While these have not been experimentally tested, and the details of the designs (such as positions allowed to move) have not been optimized, these examples demonstrate possible applications of multistate design. The topics addressed by these examples are areas of active research in the lab; you may wish to consider forming an active collaboration.

18.1 Target and competitor structures

There are three types of structures considered in design. One is the template or target that we want the sequence to adopt. Another type of structure are non-target structured competitors. Finally, there are non-target, non-structured competitors, such as the unfolded, specificity, and solubility reference states (discussed in ). Standard design considers the target and the non-target, non-structured competitors. The non-target, non-structured competitors are simple to implement, since they can be represented as baseline corrections that can be added or subtracted. Non-target structured competitors, on the other hand, require explicit structures and optimization of candidate sequences on those structures.

EGAD can consider an arbitrary number of structured competitors. These are defined in the inputfile as follows:
START
....
TARGET   target_structure.pdb                      # the structure we want
COMPETITOR some_non_target_structure.pdb         # competitor 1
COMPETITOR another_non_target_structure.pdb # competitor 2
...
END
VARIABLE_POSITIONS
...
END
FIXED_POSITIONS
...
END

If the competitor is the free form of a complex, while the target is a bound form, the competitor can be defined simply as:
FREE structure_of_free_structure.pdb
# equivalent to COMPETITOR structure_of_free_structure.pdb solubility (see below)

Multistate optimization and analysis jobs must be parallelized.
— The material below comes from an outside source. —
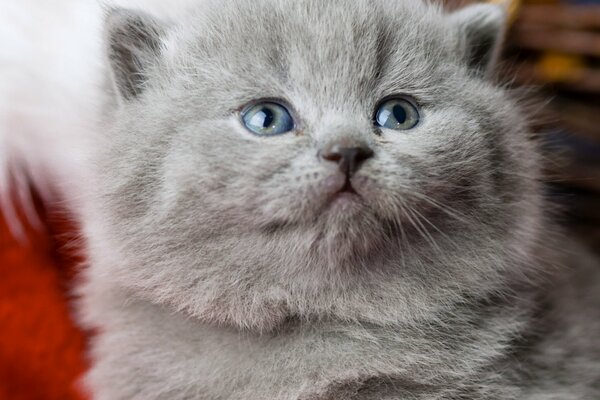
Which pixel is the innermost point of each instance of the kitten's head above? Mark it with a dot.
(312, 158)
The number of available CPUs must equal or exceed the number of states (target and competitors). The parallelization may be defined as described in the parallelization section.

The final optimal sequence is threaded over all the structures, and saved as OUTPUT_PREFIX.xxx.pdb, where xxx describes the structure (competitor n, target, etc).

18.2 Defining positions to optimize and/or move

Positions to be optimized for multistate optimization are defined in exactly the same manner as they are for conventional single-state optimization. The SEQUENCE, VARIABLE_POSTIONS, FIXED_POSITIONS, and OTHER_POSITIONS modifiers described above may be used in exactly the same way.

In all cases, the competitors and target structures must have the same numbering for residues. Residues that are permitted to move (either in sequence or conformation) in any one of the structures must also be able to move in the other structures.

18.3 MULTISTATE_JOBTYPE

There are three optimization types available for multistate optimization. These are indicated by MULTISTATE_JOBTYPE (to distinguish them from the standard single-state JOBTYPE entries described earlier). Premature bail-out is signaled by creating the escape file listed in the logfile, similar to that described above for single-state optimizations.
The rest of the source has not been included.